One of the big advantages over VPN is the ability to lock file copy and clipboard access. In addition, setting up a VPN gateway can be insecure. Indeed, in the case of a Trojan horse attack, the latter can reach the internal network, unlike RDP.
The purpose of this documentation is to detail the installation and configuration of this gateway. We will therefore see :
The installation of the server role
The configuration of this role with in particular :
Firewall configuration to best secure the gateway
The configuration required to add additional security features
Configuring the Windows RDP Client to use the Gateway
Prerequisite: A windows server 2008 or later
The fastest way to install the server role is to use the following PowerShell command:
Add-WindowsFeature RDS-Gateway -IncludeAllSubFeature -IncludeManagementTools
Then wait while the role, its prerequisites and management tools are installed.
In order to be able to use the gateway, not only is a certificate required, but also the safety chain must be respected.
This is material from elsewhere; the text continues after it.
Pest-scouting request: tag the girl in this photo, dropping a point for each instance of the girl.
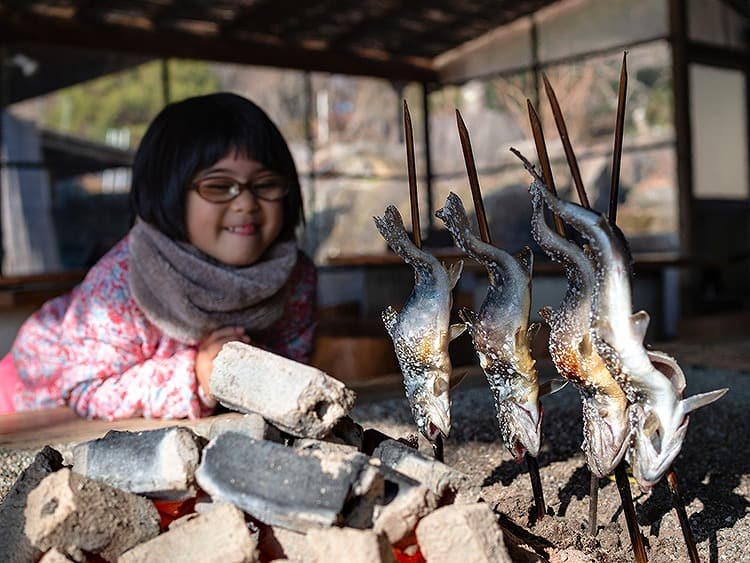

If, for example, an attempt is made to access the gateway without using one of the names declared in the certificate, the connection will be impossible.
For this purpose, you will need to use your Wildcard Certificate, associated with the existing DNS name ip1 . YourDomainName . com, which will allow access to the gateway.
Double-click on the PFX format certificate to start the installation and select Local Machine.
Validate the path of the certificate, click on Next, enter the password associated with the certificate then click on Next.
Select Place all certificates in the following store, choose the Personal store, click on Next, then click on Finish to complete the installation.
In order to allow users to log in by name, we will need to use the machine's local accounts to enable gateway authentication.
To do this, open the local user and group management console : lusrmgr.msc
To create a new user, right click on Users and choose New User....
In the window for creating a new user :
We will then create a new group. Right-click on Groups then click on New group .
In the window for creating a new group :
Give the group a name
Click on the Add button
Enter the password
Enter the user's identifier
Click on the Check Names button to validate the account.
Click on OK
Repeat the operation for the other accounts.
Finally click on the Create button to create the account.
To configure the gateway, open its management console (win + r) : tsgateway.msc
Right-click on Policies and then click on Create New Authorization Policies.
Leave the default option and click on Next.
Give a name to the connection authorization policy and click on Next..
Note: this strategy allows you to filter users, select connection methods (password and/or smart card), disable some features (USB redirections, clipboard...) and set a timeout.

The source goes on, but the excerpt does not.